Special Parameters Used by AWS Glue - AWS Glue

Special Parameters Used by AWS Glue

AWS Glue recognizes several argument names that you can use to set up the script environment for your jobs and job runs:

  • --job-language  —  The script programming language. This value must be either scala or python. If this parameter is not present, the default is python.

  • --class  —  The Scala class that serves as the entry point for your Scala script. This applies only if your --job-language is set to scala.

  • --scriptLocation  —  The Amazon Simple Storage Service (Amazon S3) location where your ETL script is located (in the form s3://path/to/my/script.py). This parameter overrides a script location set in the JobCommand object.

  • --extra-py-files  —  The Amazon S3 paths to additional Python modules that AWS Glue adds to the Python path before executing your script. Multiple values must be complete paths separated by a comma (,). Only individual files are supported, not a directory path. Currently, only pure Python modules work. Extension modules written in C or other languages are not supported.
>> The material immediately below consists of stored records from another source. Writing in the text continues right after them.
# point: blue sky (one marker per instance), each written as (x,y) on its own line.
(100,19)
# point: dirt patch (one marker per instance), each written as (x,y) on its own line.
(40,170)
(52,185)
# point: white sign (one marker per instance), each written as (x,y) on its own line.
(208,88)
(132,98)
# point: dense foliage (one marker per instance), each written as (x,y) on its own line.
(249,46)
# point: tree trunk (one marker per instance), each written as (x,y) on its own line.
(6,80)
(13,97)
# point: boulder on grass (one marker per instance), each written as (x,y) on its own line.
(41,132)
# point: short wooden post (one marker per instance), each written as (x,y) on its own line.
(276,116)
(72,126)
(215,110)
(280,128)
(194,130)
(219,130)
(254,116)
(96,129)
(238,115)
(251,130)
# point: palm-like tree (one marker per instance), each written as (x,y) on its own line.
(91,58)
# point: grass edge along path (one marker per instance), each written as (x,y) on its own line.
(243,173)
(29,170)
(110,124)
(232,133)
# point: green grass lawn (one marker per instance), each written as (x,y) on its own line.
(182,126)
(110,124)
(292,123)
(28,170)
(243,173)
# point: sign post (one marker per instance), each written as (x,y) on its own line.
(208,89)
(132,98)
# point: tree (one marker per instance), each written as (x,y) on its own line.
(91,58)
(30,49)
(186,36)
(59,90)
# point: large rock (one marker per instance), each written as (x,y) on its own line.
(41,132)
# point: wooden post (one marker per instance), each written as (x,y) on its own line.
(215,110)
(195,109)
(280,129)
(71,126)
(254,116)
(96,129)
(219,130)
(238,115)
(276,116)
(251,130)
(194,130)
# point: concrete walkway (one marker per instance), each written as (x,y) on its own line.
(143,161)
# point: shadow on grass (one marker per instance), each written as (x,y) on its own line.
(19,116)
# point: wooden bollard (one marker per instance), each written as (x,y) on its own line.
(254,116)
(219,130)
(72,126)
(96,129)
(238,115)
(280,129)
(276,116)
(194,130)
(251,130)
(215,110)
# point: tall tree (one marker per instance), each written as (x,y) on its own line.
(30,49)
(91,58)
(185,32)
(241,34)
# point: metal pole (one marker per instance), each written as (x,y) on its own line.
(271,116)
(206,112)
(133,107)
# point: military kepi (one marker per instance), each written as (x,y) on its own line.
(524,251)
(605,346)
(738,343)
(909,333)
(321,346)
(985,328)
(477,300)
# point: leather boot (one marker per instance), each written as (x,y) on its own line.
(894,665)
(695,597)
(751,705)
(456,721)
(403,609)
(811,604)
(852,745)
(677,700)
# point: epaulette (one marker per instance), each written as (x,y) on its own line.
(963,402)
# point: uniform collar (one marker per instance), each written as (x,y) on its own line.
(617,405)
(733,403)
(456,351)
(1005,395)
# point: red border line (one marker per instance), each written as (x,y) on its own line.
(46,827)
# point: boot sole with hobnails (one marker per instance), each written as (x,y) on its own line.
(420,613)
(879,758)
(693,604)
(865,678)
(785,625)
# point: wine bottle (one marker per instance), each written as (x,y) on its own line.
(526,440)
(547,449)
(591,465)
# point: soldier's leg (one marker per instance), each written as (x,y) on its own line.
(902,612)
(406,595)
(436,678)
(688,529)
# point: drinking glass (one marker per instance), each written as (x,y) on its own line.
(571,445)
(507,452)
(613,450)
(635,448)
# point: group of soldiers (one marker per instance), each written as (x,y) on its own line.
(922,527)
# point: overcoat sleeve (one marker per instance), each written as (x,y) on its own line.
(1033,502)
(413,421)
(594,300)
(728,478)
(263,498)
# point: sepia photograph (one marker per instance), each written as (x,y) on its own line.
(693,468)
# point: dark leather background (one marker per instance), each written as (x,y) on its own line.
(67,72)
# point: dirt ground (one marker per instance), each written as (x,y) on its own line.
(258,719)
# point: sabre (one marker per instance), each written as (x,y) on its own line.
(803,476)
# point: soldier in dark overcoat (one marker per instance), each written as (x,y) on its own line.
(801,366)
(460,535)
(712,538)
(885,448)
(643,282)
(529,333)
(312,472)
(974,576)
  • --extra-jars  —  The Amazon S3 paths to additional Java .jar files that AWS Glue adds to the Java classpath before executing your script. Multiple values must be complete paths separated by a comma (,).

  • --extra-files  —  The Amazon S3 paths to additional files, such as configuration files that AWS Glue copies to the working directory of your script before executing it. Multiple values must be complete paths separated by a comma (,). Only individual files are supported, not a directory path.

  • --job-bookmark-option  —  Controls the behavior of a job bookmark. The following option values can be set.

    ‑‑job‑bookmark‑option Value Description
    job-bookmark-enable Keep track of previously processed data. When a job runs, process new data since the last checkpoint.
    job-bookmark-disable Always process the entire dataset. You are responsible for managing the output from previous job runs.
    job-bookmark-pause Process incremental data since the last successful run or the data in the range identified by the following suboptions, without updating the state of the last bookmark. You are responsible for managing the output from previous job runs. The two suboptions are as follows:
    • job-bookmark-from <from-value> is the run ID that represents all the input that was processed until the last successful run before and including the specified run ID. The corresponding input is ignored.

    • job-bookmark-to <to-value> is the run ID that represents all the input that was processed until the last successful run before and including the specified run ID. The corresponding input excluding the input identified by the <from-value> is processed by the job. Any input later than this input is also excluded for processing.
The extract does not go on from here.